Many different elements might have clarified what went down that afternoon, but in an act of mass hysteria, everybody focused on the one factor that wasn’t there: bath salts.

“We as a society have a preoccupation with drugs as evil,” says Silverman. “It’s less threatening for people to believe that some evil substance caused this incident because the alternative explanation is too frightening—that some people can act like this on their own without drugs being involved.”

Surely now the frenzy would subside, given the final toxicology reports.

No such luck. Armando Aguilar returned to the media spotlight to challenge the medical examiner’s findings.

“I still believe there was something else in Rudy Eugene’s system other than marijuana that the medical examiner didn’t detect,” says the union chief (who will step down at the end of his term). “There was definitely something there, something we just can’t test for yet, maybe a new form of bath salts or maybe even a completely new compound that we don’t yet know about.”
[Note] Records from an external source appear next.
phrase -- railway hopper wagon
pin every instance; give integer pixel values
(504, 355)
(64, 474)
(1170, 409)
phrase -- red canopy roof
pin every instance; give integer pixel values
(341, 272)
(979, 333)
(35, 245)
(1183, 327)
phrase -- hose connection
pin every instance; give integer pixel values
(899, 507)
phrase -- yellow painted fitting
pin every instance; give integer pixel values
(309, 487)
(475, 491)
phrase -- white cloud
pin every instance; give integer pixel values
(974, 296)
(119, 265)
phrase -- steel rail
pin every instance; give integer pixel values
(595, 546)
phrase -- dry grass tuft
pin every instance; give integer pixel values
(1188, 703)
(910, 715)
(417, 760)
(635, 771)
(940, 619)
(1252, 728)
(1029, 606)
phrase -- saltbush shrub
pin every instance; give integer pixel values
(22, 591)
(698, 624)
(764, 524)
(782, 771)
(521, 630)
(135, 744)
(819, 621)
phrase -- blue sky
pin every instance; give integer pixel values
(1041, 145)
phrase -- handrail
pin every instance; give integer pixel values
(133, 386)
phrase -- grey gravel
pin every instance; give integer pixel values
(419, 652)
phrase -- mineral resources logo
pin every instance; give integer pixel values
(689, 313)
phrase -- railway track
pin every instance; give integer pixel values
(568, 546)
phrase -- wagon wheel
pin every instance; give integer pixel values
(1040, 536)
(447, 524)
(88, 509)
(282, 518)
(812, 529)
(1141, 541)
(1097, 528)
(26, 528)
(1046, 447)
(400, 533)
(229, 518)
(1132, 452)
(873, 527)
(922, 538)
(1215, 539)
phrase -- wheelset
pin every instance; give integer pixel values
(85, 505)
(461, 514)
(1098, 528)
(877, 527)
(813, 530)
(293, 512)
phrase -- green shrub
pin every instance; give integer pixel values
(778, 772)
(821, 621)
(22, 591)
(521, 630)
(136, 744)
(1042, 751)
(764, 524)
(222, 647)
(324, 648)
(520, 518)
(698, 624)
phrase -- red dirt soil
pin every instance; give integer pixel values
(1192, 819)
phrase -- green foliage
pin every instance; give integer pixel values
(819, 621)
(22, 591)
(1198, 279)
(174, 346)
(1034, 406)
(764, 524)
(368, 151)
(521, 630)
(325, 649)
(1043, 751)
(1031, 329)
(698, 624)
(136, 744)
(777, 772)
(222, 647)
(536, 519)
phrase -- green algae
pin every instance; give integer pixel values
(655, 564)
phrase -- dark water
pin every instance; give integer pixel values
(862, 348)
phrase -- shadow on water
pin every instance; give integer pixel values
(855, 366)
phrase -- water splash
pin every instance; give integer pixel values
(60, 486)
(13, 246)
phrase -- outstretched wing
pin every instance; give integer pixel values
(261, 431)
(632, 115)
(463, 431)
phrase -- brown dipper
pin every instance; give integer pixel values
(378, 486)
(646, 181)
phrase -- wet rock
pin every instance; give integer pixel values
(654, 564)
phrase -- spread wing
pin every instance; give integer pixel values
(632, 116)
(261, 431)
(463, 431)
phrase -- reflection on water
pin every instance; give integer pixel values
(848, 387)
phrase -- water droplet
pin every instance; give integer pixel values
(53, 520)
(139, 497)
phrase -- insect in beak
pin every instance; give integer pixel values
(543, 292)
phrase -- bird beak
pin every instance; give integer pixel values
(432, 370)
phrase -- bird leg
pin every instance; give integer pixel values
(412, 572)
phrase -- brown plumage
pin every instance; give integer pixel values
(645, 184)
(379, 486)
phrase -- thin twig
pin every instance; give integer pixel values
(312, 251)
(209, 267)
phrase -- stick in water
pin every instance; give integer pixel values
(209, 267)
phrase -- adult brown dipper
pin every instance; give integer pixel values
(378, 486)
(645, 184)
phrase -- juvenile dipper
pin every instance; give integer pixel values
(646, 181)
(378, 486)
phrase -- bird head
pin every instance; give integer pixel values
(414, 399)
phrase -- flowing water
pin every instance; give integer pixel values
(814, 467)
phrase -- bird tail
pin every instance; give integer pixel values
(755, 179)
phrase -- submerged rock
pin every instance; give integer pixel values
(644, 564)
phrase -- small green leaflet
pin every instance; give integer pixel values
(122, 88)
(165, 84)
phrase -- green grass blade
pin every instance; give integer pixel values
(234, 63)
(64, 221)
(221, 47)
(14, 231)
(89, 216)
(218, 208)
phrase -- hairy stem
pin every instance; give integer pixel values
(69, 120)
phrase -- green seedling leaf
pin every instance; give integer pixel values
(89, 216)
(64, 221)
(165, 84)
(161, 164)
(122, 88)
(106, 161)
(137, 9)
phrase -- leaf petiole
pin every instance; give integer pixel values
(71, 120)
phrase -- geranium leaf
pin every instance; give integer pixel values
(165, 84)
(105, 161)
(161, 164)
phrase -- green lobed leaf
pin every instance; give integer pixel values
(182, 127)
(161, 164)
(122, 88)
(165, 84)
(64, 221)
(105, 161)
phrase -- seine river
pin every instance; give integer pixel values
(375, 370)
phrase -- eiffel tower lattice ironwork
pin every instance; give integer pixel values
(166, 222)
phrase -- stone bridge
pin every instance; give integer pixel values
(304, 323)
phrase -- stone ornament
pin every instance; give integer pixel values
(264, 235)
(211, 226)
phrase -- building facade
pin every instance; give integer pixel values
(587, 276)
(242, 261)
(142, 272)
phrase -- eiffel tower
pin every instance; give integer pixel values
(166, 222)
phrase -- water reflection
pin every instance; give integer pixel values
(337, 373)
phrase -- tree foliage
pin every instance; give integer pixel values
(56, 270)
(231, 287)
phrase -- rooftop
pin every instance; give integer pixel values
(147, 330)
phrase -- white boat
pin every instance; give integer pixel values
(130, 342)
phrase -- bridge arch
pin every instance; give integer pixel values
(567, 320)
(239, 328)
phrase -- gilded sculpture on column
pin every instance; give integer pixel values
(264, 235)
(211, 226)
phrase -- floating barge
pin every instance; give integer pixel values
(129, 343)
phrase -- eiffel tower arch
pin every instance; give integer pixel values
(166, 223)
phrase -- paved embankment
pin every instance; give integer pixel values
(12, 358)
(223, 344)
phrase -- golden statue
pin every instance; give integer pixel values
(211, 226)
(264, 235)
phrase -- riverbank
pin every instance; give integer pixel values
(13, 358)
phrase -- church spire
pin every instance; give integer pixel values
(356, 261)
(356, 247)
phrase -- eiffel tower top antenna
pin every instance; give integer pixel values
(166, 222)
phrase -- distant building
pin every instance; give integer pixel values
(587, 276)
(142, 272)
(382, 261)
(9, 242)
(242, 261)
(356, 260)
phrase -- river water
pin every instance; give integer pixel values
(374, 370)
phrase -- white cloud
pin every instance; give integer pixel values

Why is Aguilar continuing to fan the flames? As a former drug cop, he must know that no bath salts epidemic exists in Miami. He must know that the number of arrests for the possession or dealing of bath salts in Miami in the past 12 months is zero.

“Until certain people started speculating about bath salts, I’d never even heard about this drug, and neither had most of the Miami Police Department,” says department spokesman Delrish Moss. “In the city of Miami we have cocaine, marijuana, heroin and, to a lesser extent, a number of club drugs like ecstasy, but bath salts weren’t even on our radar.”

“I don’t know where the union chief is getting this from,” he adds.

I started to suspect that Aguilar’s real agenda wasn’t about bath salts. Was this more about the Department of Justice investigation of the Miami PD? Were bath salts a convenient bogeyman to justify police officers using deadly force to subdue drug users?

The only facts we are left with about Rudy Eugene are these: Psychiatrists cannot diagnose schizophrenia postmortem. Toxicologists cannot test for a new drug unless they know its chemical structure. Whatever brought the Miami Zombie to life will probably never be fully known.